Nicola is a lecturer and James is Senior Lecturer, in the School of English, Film, Theatre and Media Studies.
Nicola and James teach two Theatre courses, THEA203 – Space, Light and the Body and THEA204 – Classic Theatre Workshop. These are limited entry courses of approximately 50 students. Nicola and James do not teach together but share a lot of ideas about their teaching and there are many commonalities across both courses. Both Nicola and James connect their teaching to the values that underpinned the ways they had developed their teaching and assessment. After he moved to New Zealand from Canada, James found that some of his approaches to teaching were not working. This motivated him to look at ways that were effective with New Zealand students. He was keen that students take responsibility for their own learning and decision-making. Nicola emphasised the importance of kaupapa Māori and the concept of ‘kanohi ki te kanohi’ (face-to-face) as key drivers in her teaching.
Nicola and James focused on the assessment they used for their courses. They thought that it was important that students have control over what they are going to be assessed on so that, within the frameworks set out in the course outlines, students could focus on the elements that best helped them to develop their own skills. They felt that the assessments should be authentic and relevant to the world that the students live in. In particular, they felt it was important for students to develop their own ideas rather than to report on what others thought about a piece or a play.
In THEA203, students participated in a group presentation and a solo presentation. They also undertook a research project in which they investigated a performance of any type, a group performance, a solo performance, and a portfolio based on their learning and experiences throughout the course. The research project and group performance acted as scaffolding for the solo performance. Marking criteria focused on performativity, creativity, and reflection.
In THEA204, students were assessed according to their creative contributions to the course and their reflective practice. The main aim of the reflective assessments was to encourage students to document their cognitive, behavioural, and affective aspects of their experiences in presenting short pieces of traditional theatre, to reflect on what they had learned from these experiences and create new goals as a result. The creative contributions were assessed based on the ways in which students engaged with the tasks and worked with their peers rather than on their performative skills or specific knowledge of the play, although these factors still played some part in the assessment.
Using a kaupapa Māori approach has led to positive responses from students, particularly Māori and Pasifika students who really appreciate learning a Māori text from a Māori perspective. In general, students have responded positively to the emphasis on reflection and personal development in course assessments, and this has been borne out in higher attendance and engagement in each course.
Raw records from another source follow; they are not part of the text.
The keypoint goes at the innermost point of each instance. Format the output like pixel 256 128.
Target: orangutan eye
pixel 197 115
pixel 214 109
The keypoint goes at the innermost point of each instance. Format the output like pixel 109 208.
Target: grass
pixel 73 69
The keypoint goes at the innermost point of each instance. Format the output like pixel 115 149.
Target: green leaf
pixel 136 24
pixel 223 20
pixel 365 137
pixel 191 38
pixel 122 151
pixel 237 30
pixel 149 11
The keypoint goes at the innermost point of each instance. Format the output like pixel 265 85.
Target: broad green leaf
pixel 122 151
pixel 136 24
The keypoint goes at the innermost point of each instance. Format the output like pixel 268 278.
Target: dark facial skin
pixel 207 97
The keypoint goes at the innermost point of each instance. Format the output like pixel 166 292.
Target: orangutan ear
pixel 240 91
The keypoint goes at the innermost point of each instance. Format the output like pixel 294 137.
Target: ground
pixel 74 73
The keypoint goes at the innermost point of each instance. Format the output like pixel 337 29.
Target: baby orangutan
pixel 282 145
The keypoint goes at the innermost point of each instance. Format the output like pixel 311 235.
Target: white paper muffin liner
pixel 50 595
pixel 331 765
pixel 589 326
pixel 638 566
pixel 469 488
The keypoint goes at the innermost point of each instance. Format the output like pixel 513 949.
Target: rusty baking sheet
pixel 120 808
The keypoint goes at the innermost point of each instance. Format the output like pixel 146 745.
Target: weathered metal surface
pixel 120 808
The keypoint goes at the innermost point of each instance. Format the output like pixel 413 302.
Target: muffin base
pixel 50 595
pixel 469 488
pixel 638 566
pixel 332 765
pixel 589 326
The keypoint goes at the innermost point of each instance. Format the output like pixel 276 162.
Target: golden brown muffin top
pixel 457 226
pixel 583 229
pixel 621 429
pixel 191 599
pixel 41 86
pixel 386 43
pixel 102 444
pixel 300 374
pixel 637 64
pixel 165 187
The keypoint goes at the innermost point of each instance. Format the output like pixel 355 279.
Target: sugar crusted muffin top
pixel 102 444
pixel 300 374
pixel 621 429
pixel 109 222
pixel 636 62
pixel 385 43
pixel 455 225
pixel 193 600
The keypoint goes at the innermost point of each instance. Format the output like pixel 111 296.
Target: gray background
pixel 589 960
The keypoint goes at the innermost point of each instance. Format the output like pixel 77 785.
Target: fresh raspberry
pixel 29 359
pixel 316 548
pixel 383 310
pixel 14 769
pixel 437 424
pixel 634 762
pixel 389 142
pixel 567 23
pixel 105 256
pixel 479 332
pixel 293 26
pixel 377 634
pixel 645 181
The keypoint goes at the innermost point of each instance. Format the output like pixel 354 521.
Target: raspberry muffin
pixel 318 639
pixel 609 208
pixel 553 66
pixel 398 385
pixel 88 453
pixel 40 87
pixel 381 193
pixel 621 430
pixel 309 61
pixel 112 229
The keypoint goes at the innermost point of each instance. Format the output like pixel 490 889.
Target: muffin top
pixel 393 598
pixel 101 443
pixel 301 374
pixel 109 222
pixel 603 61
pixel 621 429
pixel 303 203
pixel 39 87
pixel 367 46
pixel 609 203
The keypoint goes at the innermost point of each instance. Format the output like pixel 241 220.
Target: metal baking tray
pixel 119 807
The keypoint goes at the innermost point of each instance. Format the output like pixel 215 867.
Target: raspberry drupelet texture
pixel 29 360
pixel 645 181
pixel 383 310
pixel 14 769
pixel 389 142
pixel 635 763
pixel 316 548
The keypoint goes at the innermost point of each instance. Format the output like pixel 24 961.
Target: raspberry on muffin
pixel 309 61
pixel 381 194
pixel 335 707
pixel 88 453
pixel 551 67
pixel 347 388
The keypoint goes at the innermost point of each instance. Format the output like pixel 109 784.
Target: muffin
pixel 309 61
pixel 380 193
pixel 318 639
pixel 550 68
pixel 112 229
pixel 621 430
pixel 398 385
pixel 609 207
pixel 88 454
Although there are some differences in the beliefs Nicola and James hold about teaching, they both focus on similar key ideas. These include being true to themselves as well as to the course content, responding to students, and the idea of research informing teaching. They pay specific attention to their students’ learning, recognising the importance of investing time and building relationships with their students. They exhibit a great deal of flexibility and openness in their approach to teaching and encourage their students to be autonomous learners. Changes and innovations are grounded in evidence and both are keen to support their students to be innovative themselves in their responses to assessments.
This case study was written as part of the Innovative Pedagogies research project.